HuggingFaceH4/starchat-beta · Incomplete Output even with max_new

Sep 7, 2023

So the output of my model ends abruptly and I ideally want it to complete the paragraph/sentences/code which it was it between of.
Although I have provided max_new_tokens = 300 and also in prompt I give to limit by 300 words.

The response is always big and ends abruptly. Any way I can ask for a complete output within desired number of output tokens?

Code:

checkpoint = "HuggingFaceH4/starchat-beta"
device = "cuda" if torch.cuda.is_available() else "cpu" 
class StarCoderModel:
  def __init__(self):
    print("Running in " + device)
    self.tokenizer = AutoTokenizer.from_pretrained(checkpoint)
    self.model = AutoModelForCausalLM.from_pretrained(checkpoint, device_map='auto')
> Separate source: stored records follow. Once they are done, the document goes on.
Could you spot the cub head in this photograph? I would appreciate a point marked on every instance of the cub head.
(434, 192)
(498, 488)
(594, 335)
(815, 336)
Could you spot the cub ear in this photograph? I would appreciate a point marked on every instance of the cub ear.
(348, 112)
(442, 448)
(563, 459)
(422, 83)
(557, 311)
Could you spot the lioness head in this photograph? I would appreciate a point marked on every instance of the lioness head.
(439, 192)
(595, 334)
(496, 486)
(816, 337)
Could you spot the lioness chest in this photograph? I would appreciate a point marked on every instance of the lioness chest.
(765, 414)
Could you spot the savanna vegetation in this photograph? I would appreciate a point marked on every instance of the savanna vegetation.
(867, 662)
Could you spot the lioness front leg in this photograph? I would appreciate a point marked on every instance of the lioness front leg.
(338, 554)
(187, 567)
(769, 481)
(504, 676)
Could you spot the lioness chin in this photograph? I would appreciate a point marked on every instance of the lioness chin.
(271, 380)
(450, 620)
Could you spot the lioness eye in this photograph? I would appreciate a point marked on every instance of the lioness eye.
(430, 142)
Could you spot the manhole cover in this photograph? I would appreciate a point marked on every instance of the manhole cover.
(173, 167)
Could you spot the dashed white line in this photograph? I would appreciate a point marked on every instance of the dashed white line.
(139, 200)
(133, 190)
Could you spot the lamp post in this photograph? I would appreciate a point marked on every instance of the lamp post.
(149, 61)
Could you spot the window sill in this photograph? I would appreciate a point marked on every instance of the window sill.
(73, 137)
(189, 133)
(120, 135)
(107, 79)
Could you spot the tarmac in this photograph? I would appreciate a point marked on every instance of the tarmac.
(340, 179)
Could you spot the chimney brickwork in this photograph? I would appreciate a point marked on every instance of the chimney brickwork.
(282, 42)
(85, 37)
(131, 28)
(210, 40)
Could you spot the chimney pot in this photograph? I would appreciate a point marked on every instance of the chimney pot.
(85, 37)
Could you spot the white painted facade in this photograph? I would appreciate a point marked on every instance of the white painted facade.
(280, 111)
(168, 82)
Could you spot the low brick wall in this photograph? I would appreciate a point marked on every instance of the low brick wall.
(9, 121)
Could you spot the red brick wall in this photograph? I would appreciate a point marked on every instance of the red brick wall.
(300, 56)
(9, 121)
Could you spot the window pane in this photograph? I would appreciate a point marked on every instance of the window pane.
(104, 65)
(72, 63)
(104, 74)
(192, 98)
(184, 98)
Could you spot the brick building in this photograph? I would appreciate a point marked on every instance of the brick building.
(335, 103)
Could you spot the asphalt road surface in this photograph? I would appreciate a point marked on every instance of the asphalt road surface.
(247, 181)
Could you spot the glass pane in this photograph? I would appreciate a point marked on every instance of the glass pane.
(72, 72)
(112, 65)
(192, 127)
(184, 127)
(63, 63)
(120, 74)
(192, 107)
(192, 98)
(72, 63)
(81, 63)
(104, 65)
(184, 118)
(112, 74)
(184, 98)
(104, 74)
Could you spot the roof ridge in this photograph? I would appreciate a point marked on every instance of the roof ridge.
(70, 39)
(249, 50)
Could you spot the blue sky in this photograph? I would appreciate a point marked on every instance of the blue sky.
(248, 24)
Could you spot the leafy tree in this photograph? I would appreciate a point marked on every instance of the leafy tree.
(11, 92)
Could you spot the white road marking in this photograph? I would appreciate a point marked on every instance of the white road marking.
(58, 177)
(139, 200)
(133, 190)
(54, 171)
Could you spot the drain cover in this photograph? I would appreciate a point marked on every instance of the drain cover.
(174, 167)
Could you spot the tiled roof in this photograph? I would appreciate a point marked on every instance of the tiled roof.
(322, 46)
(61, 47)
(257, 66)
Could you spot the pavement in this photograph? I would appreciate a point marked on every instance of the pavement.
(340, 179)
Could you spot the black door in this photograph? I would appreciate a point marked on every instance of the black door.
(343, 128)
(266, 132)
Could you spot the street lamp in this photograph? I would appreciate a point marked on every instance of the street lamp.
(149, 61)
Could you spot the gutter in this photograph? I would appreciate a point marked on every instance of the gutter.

  def infer(self, input_text, token_count):
    inputs = self.tokenizer.encode(input_text, return_tensors="pt").to(device)  
    outputs = self.model.generate(inputs,  max_new_tokens=token_count, pad_token_id=self.tokenizer.eos_token_id)
    return self.tokenizer.decode(outputs[0])[len(input_text):]

Sample:

private DataType FuntionName(String someId) {
    // TODO: Replace with implementation that utilizes someId to obtain information
    return DataType.Value;
}


The comment:

- If someId is present in the code, use the getAPI from Client with someId as a parameter to obtain some information.
- If the